NOLAN FINLEY

Editor’s Note: Bad lawyer will stay on sideline

Nolan Finley
The Detroit News

In a small but savory blow for justice, the Michigan Attorney Discipline Board ruled it will not reinstate the law license of the attorney whose shoddy representation helped send an innocent man to prison for nine years.

Bob Slameka had asked the board to return him to the bar, from which he was expelled last year for 180 days after attempting to break into his girlfriend’s house.

Slameka was the lawyer for Davontae Sanford, the Detroit man who was served nine years in prison for a murder he didn’t commit and was freed this summer thanks to Herculean efforts by his legal advocates. Details of the case show the obviously innocent Sanford was pushed through the legal system in the interest of expediency, not justice.

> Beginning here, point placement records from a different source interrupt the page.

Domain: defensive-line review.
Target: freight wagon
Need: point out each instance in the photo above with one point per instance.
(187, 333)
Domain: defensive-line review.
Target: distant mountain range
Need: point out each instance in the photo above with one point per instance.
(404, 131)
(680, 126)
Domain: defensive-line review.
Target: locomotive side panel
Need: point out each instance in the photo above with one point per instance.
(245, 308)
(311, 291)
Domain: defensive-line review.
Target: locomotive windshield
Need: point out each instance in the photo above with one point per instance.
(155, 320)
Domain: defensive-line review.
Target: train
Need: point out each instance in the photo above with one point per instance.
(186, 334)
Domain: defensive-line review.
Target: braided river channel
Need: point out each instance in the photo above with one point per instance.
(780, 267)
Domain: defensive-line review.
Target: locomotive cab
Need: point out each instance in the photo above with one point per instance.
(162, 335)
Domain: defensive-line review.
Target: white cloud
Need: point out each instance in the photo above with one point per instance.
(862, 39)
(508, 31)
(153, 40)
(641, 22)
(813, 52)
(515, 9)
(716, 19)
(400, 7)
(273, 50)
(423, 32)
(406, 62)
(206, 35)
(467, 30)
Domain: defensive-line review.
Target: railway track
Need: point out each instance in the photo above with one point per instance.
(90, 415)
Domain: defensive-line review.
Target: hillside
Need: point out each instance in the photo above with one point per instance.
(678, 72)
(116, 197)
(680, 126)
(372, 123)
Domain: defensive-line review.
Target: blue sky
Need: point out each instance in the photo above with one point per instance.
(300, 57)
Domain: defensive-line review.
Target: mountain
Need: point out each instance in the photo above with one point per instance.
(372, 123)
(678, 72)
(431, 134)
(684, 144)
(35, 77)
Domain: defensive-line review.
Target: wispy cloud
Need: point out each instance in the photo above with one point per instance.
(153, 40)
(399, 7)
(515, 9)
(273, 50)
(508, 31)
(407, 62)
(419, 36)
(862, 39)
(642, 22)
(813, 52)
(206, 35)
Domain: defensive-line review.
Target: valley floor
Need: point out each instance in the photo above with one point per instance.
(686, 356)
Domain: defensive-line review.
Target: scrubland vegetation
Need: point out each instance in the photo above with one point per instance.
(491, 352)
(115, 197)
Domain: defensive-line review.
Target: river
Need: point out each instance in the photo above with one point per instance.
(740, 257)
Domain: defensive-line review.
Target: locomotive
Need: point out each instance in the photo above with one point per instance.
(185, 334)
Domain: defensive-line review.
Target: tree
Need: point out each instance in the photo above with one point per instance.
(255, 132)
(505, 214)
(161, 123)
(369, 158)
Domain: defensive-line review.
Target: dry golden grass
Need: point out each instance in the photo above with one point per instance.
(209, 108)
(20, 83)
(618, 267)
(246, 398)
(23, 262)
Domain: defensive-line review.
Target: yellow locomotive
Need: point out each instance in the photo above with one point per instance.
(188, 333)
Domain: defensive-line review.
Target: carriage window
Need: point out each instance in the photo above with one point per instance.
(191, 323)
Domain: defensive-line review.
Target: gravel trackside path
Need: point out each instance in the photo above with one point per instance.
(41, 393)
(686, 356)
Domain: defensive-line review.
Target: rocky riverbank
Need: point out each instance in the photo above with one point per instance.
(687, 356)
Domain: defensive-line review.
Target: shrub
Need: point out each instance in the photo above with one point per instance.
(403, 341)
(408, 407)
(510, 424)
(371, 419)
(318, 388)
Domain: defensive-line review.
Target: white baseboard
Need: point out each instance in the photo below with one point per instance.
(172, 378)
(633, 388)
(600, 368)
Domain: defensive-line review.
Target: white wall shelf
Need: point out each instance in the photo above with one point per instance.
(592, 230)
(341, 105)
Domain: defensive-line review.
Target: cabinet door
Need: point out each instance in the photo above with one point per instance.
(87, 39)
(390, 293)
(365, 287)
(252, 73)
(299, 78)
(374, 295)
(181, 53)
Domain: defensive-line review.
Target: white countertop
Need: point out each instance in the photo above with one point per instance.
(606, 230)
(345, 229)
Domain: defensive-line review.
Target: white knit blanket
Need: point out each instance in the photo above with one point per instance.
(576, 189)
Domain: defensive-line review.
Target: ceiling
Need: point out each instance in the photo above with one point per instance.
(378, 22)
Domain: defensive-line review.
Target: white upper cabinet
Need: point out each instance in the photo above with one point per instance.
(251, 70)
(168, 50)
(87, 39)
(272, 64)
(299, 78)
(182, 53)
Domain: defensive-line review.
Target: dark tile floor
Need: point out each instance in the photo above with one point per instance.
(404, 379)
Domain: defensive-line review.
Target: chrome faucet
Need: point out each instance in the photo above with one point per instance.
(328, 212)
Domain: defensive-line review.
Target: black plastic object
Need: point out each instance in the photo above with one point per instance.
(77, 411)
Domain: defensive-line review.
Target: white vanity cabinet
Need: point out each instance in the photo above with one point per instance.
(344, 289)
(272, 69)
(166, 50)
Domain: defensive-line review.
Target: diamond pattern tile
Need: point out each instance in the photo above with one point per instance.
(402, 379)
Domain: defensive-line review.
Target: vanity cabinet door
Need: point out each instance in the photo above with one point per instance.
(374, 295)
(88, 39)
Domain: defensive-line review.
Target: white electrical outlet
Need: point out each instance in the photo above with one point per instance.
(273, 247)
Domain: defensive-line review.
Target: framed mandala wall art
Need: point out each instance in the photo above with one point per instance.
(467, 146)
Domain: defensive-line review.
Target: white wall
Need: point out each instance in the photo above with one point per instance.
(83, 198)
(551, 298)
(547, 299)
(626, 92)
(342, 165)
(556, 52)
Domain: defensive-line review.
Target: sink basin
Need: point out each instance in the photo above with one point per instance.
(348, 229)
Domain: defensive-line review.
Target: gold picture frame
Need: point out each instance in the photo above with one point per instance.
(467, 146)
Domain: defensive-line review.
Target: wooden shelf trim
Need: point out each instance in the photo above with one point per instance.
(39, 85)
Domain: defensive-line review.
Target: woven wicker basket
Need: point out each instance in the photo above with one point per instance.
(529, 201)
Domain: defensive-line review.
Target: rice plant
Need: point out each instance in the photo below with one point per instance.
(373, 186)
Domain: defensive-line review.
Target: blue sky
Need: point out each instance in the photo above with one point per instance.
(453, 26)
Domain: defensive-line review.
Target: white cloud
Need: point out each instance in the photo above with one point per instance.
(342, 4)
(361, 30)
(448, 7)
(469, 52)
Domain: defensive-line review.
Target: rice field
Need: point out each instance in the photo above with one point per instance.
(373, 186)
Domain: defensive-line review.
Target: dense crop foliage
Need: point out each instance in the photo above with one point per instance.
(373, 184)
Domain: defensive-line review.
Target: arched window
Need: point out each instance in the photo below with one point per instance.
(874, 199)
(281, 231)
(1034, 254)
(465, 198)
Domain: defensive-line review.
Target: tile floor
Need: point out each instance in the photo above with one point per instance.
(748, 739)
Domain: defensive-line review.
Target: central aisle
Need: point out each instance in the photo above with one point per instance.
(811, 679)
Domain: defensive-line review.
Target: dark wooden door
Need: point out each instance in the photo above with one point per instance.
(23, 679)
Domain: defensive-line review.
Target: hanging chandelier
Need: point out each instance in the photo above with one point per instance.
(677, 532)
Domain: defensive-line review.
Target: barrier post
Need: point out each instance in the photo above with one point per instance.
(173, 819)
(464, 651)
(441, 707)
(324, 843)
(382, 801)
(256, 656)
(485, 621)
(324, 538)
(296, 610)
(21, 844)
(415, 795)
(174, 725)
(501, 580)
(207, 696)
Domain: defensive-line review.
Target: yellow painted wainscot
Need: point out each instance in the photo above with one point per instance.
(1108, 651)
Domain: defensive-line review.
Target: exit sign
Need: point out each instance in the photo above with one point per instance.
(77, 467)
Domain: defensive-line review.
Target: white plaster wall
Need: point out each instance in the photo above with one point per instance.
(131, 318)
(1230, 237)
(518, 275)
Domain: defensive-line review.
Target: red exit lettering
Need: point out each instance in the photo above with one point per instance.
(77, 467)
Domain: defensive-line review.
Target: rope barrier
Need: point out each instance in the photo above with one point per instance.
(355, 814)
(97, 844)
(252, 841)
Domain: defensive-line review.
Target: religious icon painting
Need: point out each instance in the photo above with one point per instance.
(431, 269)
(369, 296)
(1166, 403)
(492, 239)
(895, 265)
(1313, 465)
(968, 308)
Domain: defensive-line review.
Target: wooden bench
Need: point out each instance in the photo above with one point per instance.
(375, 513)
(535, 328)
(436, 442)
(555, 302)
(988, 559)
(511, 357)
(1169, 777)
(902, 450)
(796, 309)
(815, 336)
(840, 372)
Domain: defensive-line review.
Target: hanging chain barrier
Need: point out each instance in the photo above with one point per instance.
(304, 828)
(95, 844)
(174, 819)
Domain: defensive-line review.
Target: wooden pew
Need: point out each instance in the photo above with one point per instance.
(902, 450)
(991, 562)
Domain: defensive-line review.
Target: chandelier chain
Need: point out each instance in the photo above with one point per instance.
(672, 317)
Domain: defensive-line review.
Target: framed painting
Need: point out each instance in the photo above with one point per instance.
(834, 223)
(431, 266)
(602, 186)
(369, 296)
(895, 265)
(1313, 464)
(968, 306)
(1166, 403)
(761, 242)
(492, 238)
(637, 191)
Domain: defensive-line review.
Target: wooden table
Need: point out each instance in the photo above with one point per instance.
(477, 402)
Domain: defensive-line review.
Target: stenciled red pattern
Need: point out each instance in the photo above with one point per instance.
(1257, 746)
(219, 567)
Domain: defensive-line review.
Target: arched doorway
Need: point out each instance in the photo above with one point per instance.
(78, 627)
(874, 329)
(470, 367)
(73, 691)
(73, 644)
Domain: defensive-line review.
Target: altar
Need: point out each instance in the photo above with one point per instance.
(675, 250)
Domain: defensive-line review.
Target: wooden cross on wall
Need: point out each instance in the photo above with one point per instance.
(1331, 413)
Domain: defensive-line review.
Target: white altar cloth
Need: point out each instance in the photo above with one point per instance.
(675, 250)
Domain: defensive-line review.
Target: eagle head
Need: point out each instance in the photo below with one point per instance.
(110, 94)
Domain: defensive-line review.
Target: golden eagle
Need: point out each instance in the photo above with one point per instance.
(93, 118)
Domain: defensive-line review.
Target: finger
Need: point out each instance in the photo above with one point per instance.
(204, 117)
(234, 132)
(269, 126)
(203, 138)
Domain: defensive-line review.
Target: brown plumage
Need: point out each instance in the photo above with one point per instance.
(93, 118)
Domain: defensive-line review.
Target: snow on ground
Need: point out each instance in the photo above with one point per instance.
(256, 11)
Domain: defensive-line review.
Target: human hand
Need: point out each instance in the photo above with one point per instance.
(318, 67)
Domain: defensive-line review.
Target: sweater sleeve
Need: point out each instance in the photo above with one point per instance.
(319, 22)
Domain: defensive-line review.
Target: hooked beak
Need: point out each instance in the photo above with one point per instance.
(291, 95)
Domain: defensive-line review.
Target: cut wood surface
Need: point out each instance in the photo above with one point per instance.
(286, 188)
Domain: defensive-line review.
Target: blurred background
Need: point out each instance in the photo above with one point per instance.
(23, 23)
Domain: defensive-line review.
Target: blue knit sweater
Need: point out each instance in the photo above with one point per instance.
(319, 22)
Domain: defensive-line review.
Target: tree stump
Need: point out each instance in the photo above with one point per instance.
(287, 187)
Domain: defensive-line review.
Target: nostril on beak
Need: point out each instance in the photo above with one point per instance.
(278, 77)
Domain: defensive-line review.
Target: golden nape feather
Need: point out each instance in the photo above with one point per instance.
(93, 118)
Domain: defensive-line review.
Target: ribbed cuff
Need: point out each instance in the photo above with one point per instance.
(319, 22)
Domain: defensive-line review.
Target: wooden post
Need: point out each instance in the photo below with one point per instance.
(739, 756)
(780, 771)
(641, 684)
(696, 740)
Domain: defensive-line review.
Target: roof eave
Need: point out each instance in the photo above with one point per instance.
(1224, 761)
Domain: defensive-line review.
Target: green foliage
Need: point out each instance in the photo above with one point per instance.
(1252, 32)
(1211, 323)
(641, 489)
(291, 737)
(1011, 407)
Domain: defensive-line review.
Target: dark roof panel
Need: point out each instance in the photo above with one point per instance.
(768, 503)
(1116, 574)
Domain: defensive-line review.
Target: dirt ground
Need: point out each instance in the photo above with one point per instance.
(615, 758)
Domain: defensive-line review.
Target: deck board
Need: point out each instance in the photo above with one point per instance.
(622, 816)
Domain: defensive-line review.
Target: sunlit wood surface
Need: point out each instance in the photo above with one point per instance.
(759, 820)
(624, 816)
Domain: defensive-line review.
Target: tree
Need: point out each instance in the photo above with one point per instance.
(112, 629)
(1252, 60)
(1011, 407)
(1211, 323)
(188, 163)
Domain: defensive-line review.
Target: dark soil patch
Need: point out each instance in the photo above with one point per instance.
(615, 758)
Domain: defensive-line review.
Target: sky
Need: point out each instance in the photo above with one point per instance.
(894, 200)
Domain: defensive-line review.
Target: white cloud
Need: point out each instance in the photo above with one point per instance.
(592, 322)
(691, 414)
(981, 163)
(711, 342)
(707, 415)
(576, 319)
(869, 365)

The discipline board had a number of criticisms of Slameka, including that he has a “loosey-goosey relationship with the truth;” has a shoddy system for accounting for client funds; operates his “office” out of the lobby of a Detroit casino; forged his dead mother’s signature on dividend checks; tried to assign a string of traffic tickets to his wife, who died before they were written, and on and on.

In short, the board ruled Slameka does not “have the right stuff” to be an attorney. That’s sort of obvious, given his 16 citations for legal and ethical missteps in the past.

Still, two Wayne County Circuit judges, Richard M. Skutt and James R. Chylinski, served as character witnesses for Slameka, assuring the board they’d hire him to represent their own family members.

Makes you wonder what they have against their relatives.